SB TEMPUSは、ソフトバンクグループと米・Tempus AI, Inc.の合弁会社。今回の共同研究では、がん診療領域における電子カルテの記録業務の効率化と記録精度の向上を目的としたもの。実施期間は26年2月から27年3月まで。がん研有明病院において、診察室における医師と患者の会話を生成AIで要約・構造化し、電子カルテへの記録のサマリを自動生成することで、この仕組みが医療現場で有効に機能するかどうかを評価し、検証する。

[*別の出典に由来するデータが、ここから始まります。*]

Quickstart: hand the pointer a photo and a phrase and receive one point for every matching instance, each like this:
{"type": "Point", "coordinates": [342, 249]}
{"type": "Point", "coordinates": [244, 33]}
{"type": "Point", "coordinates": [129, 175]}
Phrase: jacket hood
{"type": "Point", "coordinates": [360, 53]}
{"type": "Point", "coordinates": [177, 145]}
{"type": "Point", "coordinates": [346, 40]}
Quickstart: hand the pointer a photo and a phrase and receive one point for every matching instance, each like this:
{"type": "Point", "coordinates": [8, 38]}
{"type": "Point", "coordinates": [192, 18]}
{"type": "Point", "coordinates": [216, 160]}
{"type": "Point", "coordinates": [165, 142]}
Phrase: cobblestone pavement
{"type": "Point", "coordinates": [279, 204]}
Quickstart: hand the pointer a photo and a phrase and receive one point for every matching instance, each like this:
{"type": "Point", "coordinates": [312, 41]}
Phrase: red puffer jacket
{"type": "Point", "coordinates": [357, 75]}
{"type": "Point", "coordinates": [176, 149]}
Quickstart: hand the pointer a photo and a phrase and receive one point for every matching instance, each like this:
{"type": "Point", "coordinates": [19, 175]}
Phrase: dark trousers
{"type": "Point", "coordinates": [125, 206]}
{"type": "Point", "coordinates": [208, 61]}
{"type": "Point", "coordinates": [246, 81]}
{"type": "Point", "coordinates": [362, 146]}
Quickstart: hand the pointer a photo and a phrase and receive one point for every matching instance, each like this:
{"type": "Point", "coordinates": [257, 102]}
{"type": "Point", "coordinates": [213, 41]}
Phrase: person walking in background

なお、癌研究会は会話内容の収録と活用に際し、事前に患者から同意を取得する。また、得られたデータは病院内で厳重に保管し、法令、ガイドライン等の各種規制を遵守する方針。共同研究ではソフトバンクロボティクスが医療業務支援ツールのプロトタイプの設計・開発、検証を行う。

がん研有明病院の佐野武病院長は、「今回の共同研究では電子カルテの記録業務に生成AIを活用し、医師の記録負担を大幅に軽減することを目指す。これにより医師がより患者さんとの対話や診察に集中できる診療環境を実現できると期待している」と強調。「革新的な技術を医療現場で安全かつ有効に機能させ、医療の質の均質化と高度化に貢献したい」と意欲を示した。

SB TEMPUSの松井健太郎代表取締役社長兼CEOは、「正確かつ構造的に対話内容を記録し、医療データとして活用できるようになれば、医療現場の負担軽減につながる。共同研究を通じ、医療現場におけるAI活⽤の可能性を追求することで日本の医療のさらなる発展に貢献したい」と述べた。